Una puerta en la ladera verde

Desde lo alto, la cueva es solo una grieta oscura en la ladera.

Fácil de pasar por alto, y aun así no apartas la vista. La entrada negra espera al pie del risco. Vas hacia ella.

La boca

A pocos pasos, la luz del día se acaba.

Lianas sobre piedra mojada. Del fondo sube frío y olor a tierra. A tu espalda, la selva; ante ti, una entrada negra en la roca. Entras.

El descenso

La luz a tu espalda se apaga hasta ser un rumor.
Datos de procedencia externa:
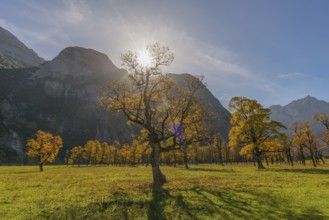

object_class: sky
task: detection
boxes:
[0,0,329,108]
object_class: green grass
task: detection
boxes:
[0,165,329,219]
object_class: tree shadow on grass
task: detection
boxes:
[271,168,329,175]
[188,167,234,173]
[38,186,328,220]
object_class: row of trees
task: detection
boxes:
[229,97,329,169]
[27,43,329,186]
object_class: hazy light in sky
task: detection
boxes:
[0,0,329,107]
[138,50,151,67]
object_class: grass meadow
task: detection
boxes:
[0,162,329,220]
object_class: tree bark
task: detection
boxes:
[183,150,189,170]
[39,163,43,172]
[150,143,167,186]
[255,147,265,170]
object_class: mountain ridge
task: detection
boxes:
[269,95,329,131]
[0,27,45,68]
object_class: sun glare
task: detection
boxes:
[138,50,151,67]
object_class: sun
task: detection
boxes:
[138,50,151,67]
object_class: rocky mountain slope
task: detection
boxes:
[0,47,130,154]
[270,96,329,131]
[0,27,45,69]
[0,47,230,156]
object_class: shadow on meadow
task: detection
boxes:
[271,168,329,175]
[39,183,328,220]
[188,166,234,173]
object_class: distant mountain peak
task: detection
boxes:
[34,47,126,80]
[270,95,329,130]
[0,27,45,68]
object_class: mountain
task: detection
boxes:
[270,96,329,131]
[170,73,231,140]
[0,27,45,69]
[0,47,230,158]
[0,47,130,155]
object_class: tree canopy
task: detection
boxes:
[99,43,210,184]
[229,97,284,169]
[26,130,63,171]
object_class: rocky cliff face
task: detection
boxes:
[0,27,45,69]
[270,96,329,131]
[0,28,230,156]
[0,47,132,154]
[170,73,231,140]
[0,47,230,156]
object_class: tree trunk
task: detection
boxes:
[151,143,167,186]
[255,147,265,170]
[183,150,189,170]
[39,163,43,172]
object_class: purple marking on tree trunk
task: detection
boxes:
[172,122,184,144]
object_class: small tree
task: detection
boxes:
[229,97,284,169]
[26,130,63,171]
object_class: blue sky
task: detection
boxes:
[0,0,329,107]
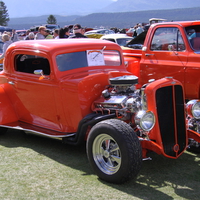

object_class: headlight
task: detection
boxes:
[135,111,155,131]
[186,100,200,119]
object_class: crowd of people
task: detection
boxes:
[0,24,87,59]
[127,23,145,37]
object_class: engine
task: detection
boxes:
[94,75,146,120]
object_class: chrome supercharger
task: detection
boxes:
[186,99,200,153]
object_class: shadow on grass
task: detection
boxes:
[0,130,200,200]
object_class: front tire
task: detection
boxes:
[87,119,142,183]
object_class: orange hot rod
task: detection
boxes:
[0,39,199,183]
[123,21,200,151]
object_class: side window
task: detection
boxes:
[15,54,50,75]
[151,27,185,51]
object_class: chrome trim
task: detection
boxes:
[0,125,76,138]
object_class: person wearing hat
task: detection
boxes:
[35,26,46,40]
[70,24,87,38]
[45,30,53,39]
[0,34,13,59]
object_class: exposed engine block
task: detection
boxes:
[94,75,144,117]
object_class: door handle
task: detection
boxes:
[8,81,15,85]
[145,53,154,57]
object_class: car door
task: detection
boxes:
[8,54,60,131]
[140,26,188,84]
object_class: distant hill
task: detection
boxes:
[101,0,200,12]
[8,7,200,29]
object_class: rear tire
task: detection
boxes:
[87,119,142,184]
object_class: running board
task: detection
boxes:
[0,122,76,139]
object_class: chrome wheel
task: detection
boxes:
[92,134,121,175]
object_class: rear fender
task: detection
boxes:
[0,87,18,125]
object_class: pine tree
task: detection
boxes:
[47,15,57,24]
[0,1,10,26]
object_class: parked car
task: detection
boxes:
[100,33,133,46]
[0,39,200,183]
[84,29,115,38]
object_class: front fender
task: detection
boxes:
[0,87,18,125]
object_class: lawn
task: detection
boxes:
[0,130,200,200]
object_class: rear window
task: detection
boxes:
[56,50,121,71]
[15,54,50,75]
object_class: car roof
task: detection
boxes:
[100,33,133,39]
[151,21,200,27]
[9,38,120,54]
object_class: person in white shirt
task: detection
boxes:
[35,26,46,40]
[11,29,19,42]
[0,34,12,59]
[53,29,59,39]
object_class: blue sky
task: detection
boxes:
[3,0,118,18]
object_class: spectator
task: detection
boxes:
[11,29,19,42]
[24,32,35,40]
[59,27,70,38]
[136,24,144,36]
[70,24,87,38]
[53,29,59,39]
[0,34,12,59]
[35,26,46,40]
[46,30,53,39]
[24,29,31,40]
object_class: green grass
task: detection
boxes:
[0,130,200,200]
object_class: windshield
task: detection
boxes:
[56,50,121,71]
[185,25,200,51]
La piedra se cierra sobre tu cabeza, el suelo cae. La vista se rinde a la oscuridad y la mano busca la pared, resbaladiza y fría. Solo queda una dirección: abajo.

La curva

Y entonces el pasaje gira.

Roca negra, húmeda, fría. El pasaje gira y la oscuridad se lleva lo que queda atrás. De la esquina se filtra un azul, débil y extraño, imposible a esta profundidad. Atrás, el regreso sigue abierto; delante, solo la curva.

La gruta

Tras la curva, la oscuridad se abre a la piedra y al cielo.

El pasaje exhala una catedral de piedra. Muy arriba la montaña se ha partido hacia el cielo, y un haz de sol cae hasta un lago liso como el cristal — el agua brilla azul donde da la luz. Toda la cueva contiene el aliento.